Quality Control
Learning Objectives
- Perform quality control on NGS data using FastQC
- Understand what are expected FastQC metrics
- Interpret FastQC metrics from SARS-CoV-2 NGS data
FastQC
Next Generation Sequencing can produce a large number of reads in each experiment, giving low-cost and in-depth information about the underlying RNA or DNA sample. However, every platform will produce errors (incorrect nucleotides in the sequence). Hence, quality control is an important step in data analysis. FastQC provides several modules to asses the quality of sequencing data:
- Sequence Quality
- GC content
- Per base sequence content
- Adapters in Sequence
To run FastQC we will need to load the FastQC module:
module load fastqc/0.11.9
Now that we have it loaded we can run FastQC on our sequencing data:
fastqc *.fastq.gz
After running FastQC, you will notice several files in your directory:
ls
SRR15607266_pass_1_fastqc.html SRR15607266_pass_1.fastq.gz SRR15607266_pass_2_fastqc.zip SRR15607266_pass_1_fastqc.zip SRR15607266_pass_2_fastqc.html SRR15607266_pass_2.fastq.gz
To investigate the quality of our sequence, we will need to view the .html
file that was produced.
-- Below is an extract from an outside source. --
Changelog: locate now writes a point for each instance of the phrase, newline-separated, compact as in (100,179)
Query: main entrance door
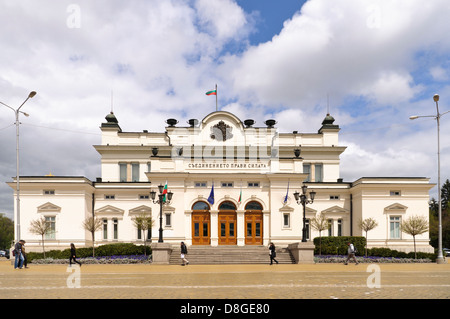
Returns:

Navigate to the OnDemand Tab and click on Files > Home Directory
:
Now navigate to this workshop’s directory and right click on SRR15607266_pass_1_fastqc.html
and select Open Link in New Tab
:
FastQC Output
Before we dive into these plots let’s discuss what is a “good” quality control plot and what is not.
Sequence Quality
GC Content
Per base sequence content
Adapters in Sequence
So How About Our Own Data?
Here we note that our quality scores are high and no adapters are present in our sample. However, the GC content and the Per base sequence content metrics have failed. This could be due to human contamination or overepresented sequences sequences like polyA tails.